We arrived at the Shark Valley Visitor Centre just after 3pm to discover that the next (and last for the day) tram didn’t leave til 4pm so we killed our hour having some chippies and a cold drink and generally just relaxing. Today we are kitted out, long sleeved shirts, trousers and super DEET insect repellent.. The Everglades is bugggsville so we were prepped for our two hour tram ride into the heart of bugland. The tram trip was really worth the effort. For two hours we were chauffer driven around a part of the Everglades with a non-stop audio tour pointing out all of the different birds and of course Alligators!! Yep we saw heaps of the dudes.. In fact, we saw two of them super close to the tram so finger’s crossed I got some great shots of them!!

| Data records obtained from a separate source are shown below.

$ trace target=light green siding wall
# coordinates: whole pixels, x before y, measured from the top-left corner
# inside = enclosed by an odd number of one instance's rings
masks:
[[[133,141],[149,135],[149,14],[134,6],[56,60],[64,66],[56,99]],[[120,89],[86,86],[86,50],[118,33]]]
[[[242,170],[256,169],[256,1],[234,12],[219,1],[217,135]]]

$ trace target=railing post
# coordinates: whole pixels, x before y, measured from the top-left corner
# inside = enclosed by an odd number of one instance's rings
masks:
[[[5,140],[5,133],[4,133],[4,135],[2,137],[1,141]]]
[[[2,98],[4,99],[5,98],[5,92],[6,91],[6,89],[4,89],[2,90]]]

The interesting thing about the Everglades is the landscape.. I had always pictured the Everglades to big one big mangrove swamp.. some parts are, but the main part (and where we are today) is not!! It is actually a very shallow river (Shark River) that only really flows during the wet season. The river is covered in grass so is actually called a wet prairie. The grasslands are interspersed with these “islands” which are actually tree covered hammocks.. these little hammocks are where the native Indians used to live, they are home to the mammals (deer, cougars, racoons) and of course the Alligators! During the dry season the only way they can survive is to dig themselves a pool (before the water goes away) so that whatever water remains stays in those deeper pools.. Meanwhile, the fish, turtles etc join the alligators in their pools and run the gauntlet of whether they will make it to the end of the dry season (supposedly a lot make it, because Alligators go into a type of hibernation during the dry season to conserve their energy etc).

We also saw some pretty awesome looking birds.. big huge white and blue cranes and some really majestic looking vultures.. Yep, vultures are very majestic when they are wheeling up above the grasslands.. they’re a bit ugly when you get up close and see them walking around, but when they are flying there is nothing more impressive.

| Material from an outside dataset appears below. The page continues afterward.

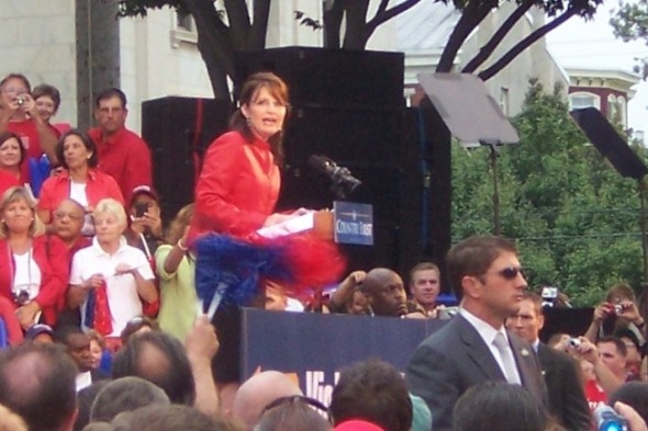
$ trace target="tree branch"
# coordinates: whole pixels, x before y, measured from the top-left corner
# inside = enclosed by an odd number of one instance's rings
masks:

Probably one of the most impressive things today was getting very close to an Alligator. Half way thru our tour the driver stopped the tram so that we could get off and go for a bit of a walk along some paths in the parks. We started to wander along one of these paths and immediately saw a huge Alligator lying in the water right next to the path.. Well that was a bit too close an encounter for me! I very quickly back tracked down the path to the relative safety of the main path! I noticed that nearly everyone else seemed much more willing to get close to the beast.. (clearly they aren’t all Aussies who know the value of their lives!! J)

Our day finished by us driving another 40mins down the road to Florida City where we went straight in for a quick bite to eat and a hot shower! Its been one full day today!!

 

Song of the Day–   Bill Haley and the Comets, See you later Alligator!

3 thoughts on “1: Crikey!

  1. That airboat would be awesome! The word crikey reminds me of the time I took the boys to see ‘The Mummy’ Kade was about 10 I think. The cinema was so quiet you could drop a pin drop and then the mummy came out and a little voice said”Crikey!'” and we all dissolved into laughter! Don’t know where he had heard it as he had never said it before and neither had we! Haha!

  2. Always thought those airboats looked cool! Glad to hear they live up to the imagination 🙂 and how cute are the otters? Actually all the wildlife are amazing.

  3. Like the other posts before me (months before me) I think the fan boats would be awesome. Perhaps you can set up fan boat tours on the GC Broadwater when you return. Imagine the noise complaints from the canal residents that I would have to deal with!!